A Practical Approach to Prevent CAUTI

Mercedes Tobin, MSN, RN, CBN, CMSRN, PCCN, CCRN-K, Surgical Care Center, Inspira Health Network, Medical Center of Vineland, Vineland, NJ
A Practical Approach to Prevent CAUTI

Catheter-Associated Urinary Tract Infection (CAUTI) is one of the most prevalent hospital acquired infections (HAI) acquired by a patient with indwelling urinary catheters in a Healthcare facility. CAUTI can impact hospital costs, extends length of stay (LOS), and impacts the quality of life of all patients afflicted by this infection. In 2012, Inspira Health Network’s two divisions which consist of 372 beds were struggling to decrease the occurrence of CAUTI. A cohesive interdisciplinary team led by a Clinical Outcomes Manager was organized, and the goal was to engage clinical experts and frontline care providers in developing measures which reduced both indwelling urinary catheter utilization and the infections. A practical approach, peri-care with soap and water was implemented as an integral part of a patient daily hygiene.

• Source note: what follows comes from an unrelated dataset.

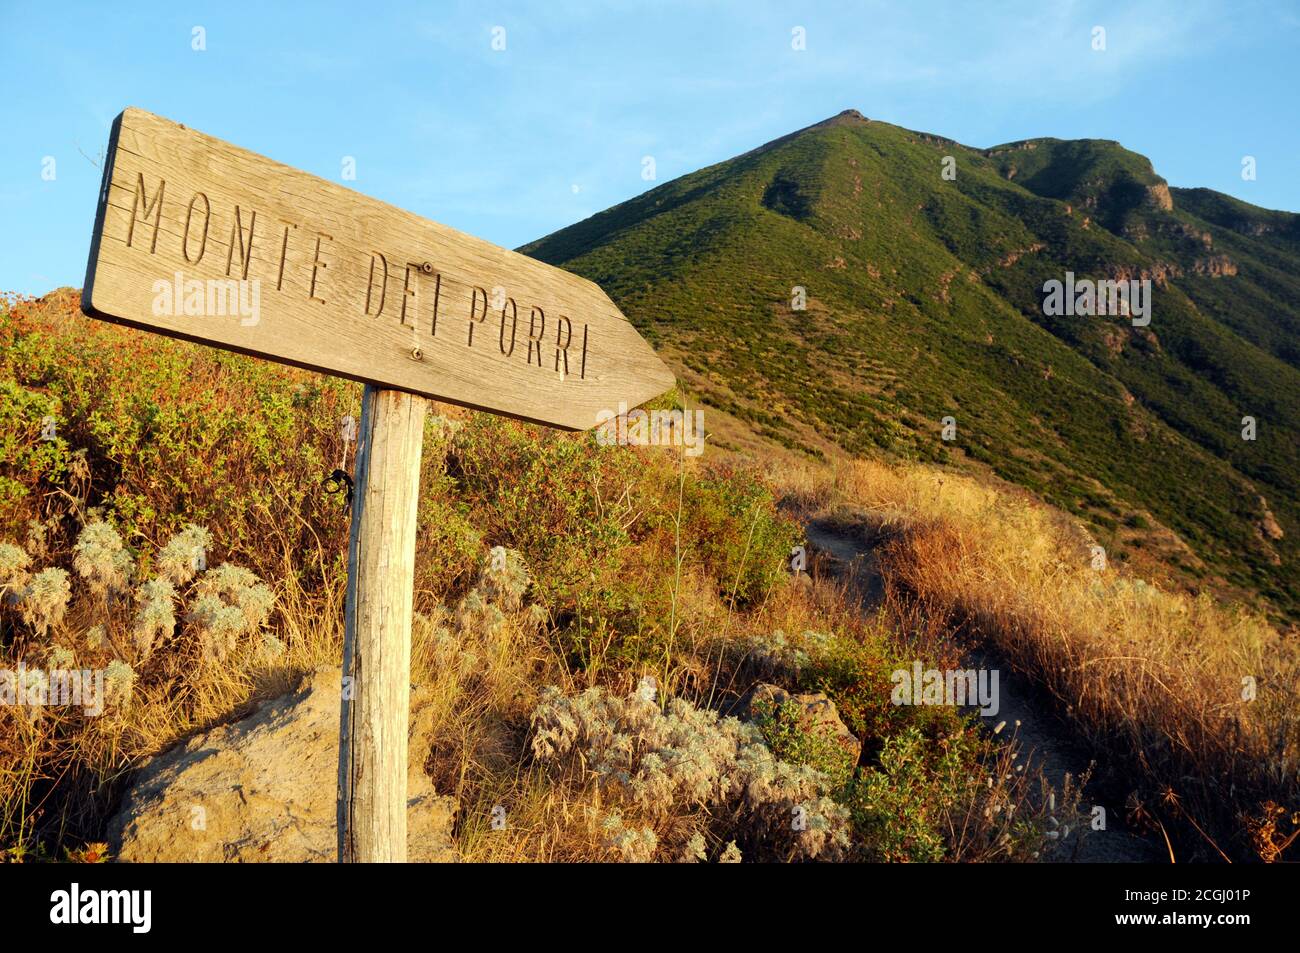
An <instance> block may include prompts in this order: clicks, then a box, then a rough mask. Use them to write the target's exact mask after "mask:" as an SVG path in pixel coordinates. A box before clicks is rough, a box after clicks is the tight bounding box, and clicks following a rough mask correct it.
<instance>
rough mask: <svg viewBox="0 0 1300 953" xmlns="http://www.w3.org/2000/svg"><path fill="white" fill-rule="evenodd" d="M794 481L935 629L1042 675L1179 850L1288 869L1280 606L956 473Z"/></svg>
mask: <svg viewBox="0 0 1300 953" xmlns="http://www.w3.org/2000/svg"><path fill="white" fill-rule="evenodd" d="M779 478H780V480H781V482H784V485H785V488H787V490H788V493H789V494H790V497H792V499H793V501H794V502H796V503H797V504H798V506H801V507H802V508H803V510H805V512H807V514H811V515H818V516H822V517H824V519H829V520H835V521H839V523H840V524H841V525H844V527H845V528H852V529H855V530H857V532H859V533H861V534H862V536H863V537H865V538H867V540H872V541H875V543H876V545H878V546H879V554H880V567H881V572H883V575H884V577H885V584H887V585H888V586H891V588H892V589H893V590H894V592H897V593H902V594H905V595H906V597H907V598H910V599H913V601H915V603H917V605H919V606H922V607H923V611H924V612H926V614H927V615H928V616H930V618H931V621H932V623H933V621H936V620H940V621H941V624H943V625H944V627H945V628H957V629H961V631H962V632H963V633H966V634H967V636H969V637H971V638H975V640H980V641H984V642H985V644H988V645H991V646H992V647H993V649H996V651H997V653H1000V654H1001V655H1002V657H1004V658H1006V659H1008V660H1009V662H1010V663H1011V664H1013V666H1014V667H1017V668H1018V670H1021V671H1023V672H1026V673H1027V675H1030V676H1032V677H1034V679H1036V680H1037V683H1039V684H1040V685H1041V686H1043V688H1044V689H1045V690H1047V692H1048V693H1049V694H1050V696H1052V697H1053V698H1054V699H1056V702H1057V705H1058V707H1060V710H1061V712H1062V714H1063V715H1065V716H1066V718H1067V720H1069V723H1070V724H1071V725H1073V727H1074V729H1075V731H1076V733H1078V735H1079V736H1080V738H1082V740H1083V741H1086V742H1087V744H1088V745H1089V748H1091V749H1092V750H1093V751H1095V753H1096V754H1099V755H1100V757H1101V759H1102V764H1104V766H1105V764H1109V767H1110V775H1112V776H1113V777H1125V779H1127V780H1130V781H1132V783H1134V784H1136V788H1138V792H1139V801H1138V803H1136V810H1138V813H1140V814H1144V815H1145V816H1147V818H1149V819H1151V820H1153V822H1154V823H1156V824H1157V826H1160V827H1162V828H1165V829H1166V832H1167V833H1169V836H1170V837H1173V841H1174V848H1175V850H1178V852H1184V853H1187V854H1188V855H1193V857H1205V858H1210V859H1227V858H1239V857H1251V855H1257V857H1262V858H1265V859H1277V858H1278V857H1279V855H1281V853H1282V849H1283V846H1286V845H1290V844H1291V842H1292V840H1288V832H1287V829H1286V828H1287V823H1286V818H1290V823H1291V826H1295V824H1296V822H1297V818H1300V796H1297V784H1296V767H1297V763H1300V759H1297V758H1300V696H1297V675H1300V654H1297V649H1296V642H1295V640H1294V638H1287V637H1284V636H1282V634H1281V633H1279V632H1278V631H1277V629H1274V628H1273V627H1271V625H1270V624H1269V623H1268V621H1266V620H1265V618H1264V615H1262V614H1260V612H1255V611H1251V610H1249V608H1247V607H1243V606H1227V605H1221V603H1217V602H1214V601H1213V599H1210V598H1209V597H1205V595H1200V597H1195V598H1193V597H1190V595H1187V594H1183V593H1178V592H1166V590H1162V589H1160V588H1156V586H1152V585H1148V584H1144V582H1141V581H1140V580H1135V579H1131V577H1127V576H1126V575H1123V573H1122V572H1118V571H1115V569H1114V568H1104V569H1097V568H1093V555H1095V553H1093V551H1092V549H1091V540H1088V537H1087V534H1086V533H1084V532H1083V530H1082V529H1080V528H1078V527H1076V525H1073V524H1071V523H1070V521H1069V520H1067V519H1066V517H1063V516H1062V515H1061V514H1058V512H1056V511H1052V510H1049V508H1047V507H1044V506H1041V504H1039V503H1035V502H1034V501H1031V499H1028V498H1026V497H1024V495H1022V494H1013V493H1008V491H1002V490H997V489H993V488H989V486H985V485H982V484H979V482H976V481H975V480H971V478H969V477H963V476H957V475H953V473H950V472H944V471H939V469H932V468H924V467H910V465H909V467H901V465H888V464H883V463H875V462H863V460H855V462H849V463H842V464H839V465H837V467H835V468H833V469H815V468H807V469H802V471H796V472H789V471H787V472H785V473H783V475H781V476H780V477H779ZM1134 784H1130V787H1132V785H1134ZM1278 818H1282V819H1283V822H1282V823H1281V824H1278V823H1275V822H1277V819H1278ZM1175 831H1177V832H1178V833H1179V835H1180V836H1175ZM1292 837H1294V835H1292ZM1179 859H1183V858H1179Z"/></svg>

  • Peri-care with soap and water before insertion, maintenance and every after bowel movement
  • Daily review  of catheter necessity
  • Criteria-based insertion guidelines
  • Hand hygiene and aseptic insertion technique
  • Securement device to stabilize the urinary catheter tubing

H-O-R-N-O, a part of Nurse Driven Protocol is an acronym for easy memory aid, and guideline utilized by staff as criteria for insertion and removal of urinary catheter with descriptions; (H) Hemodynamic instability, (O) Obstruction, (R) Retention, (N) Neurological, and (O) Other for rare exceptions like palliative care for terminally ill patients, radiation oncology patient admitted for GYN implant.

An internal cost analysis which compared the inpatient stay cost of patients who developed CAUTI to the inpatient stay cost of patient with the same diagnosis who did not develop a CAUTI. The analysis mimicked national findings on the financial impact of CAUTI by showing a direct cost rose by 88% for patients with CAUTI (approximately $10,676 per case). Outcome of this project is an 87% decrease in CAUTI (40 counts to 5 counts).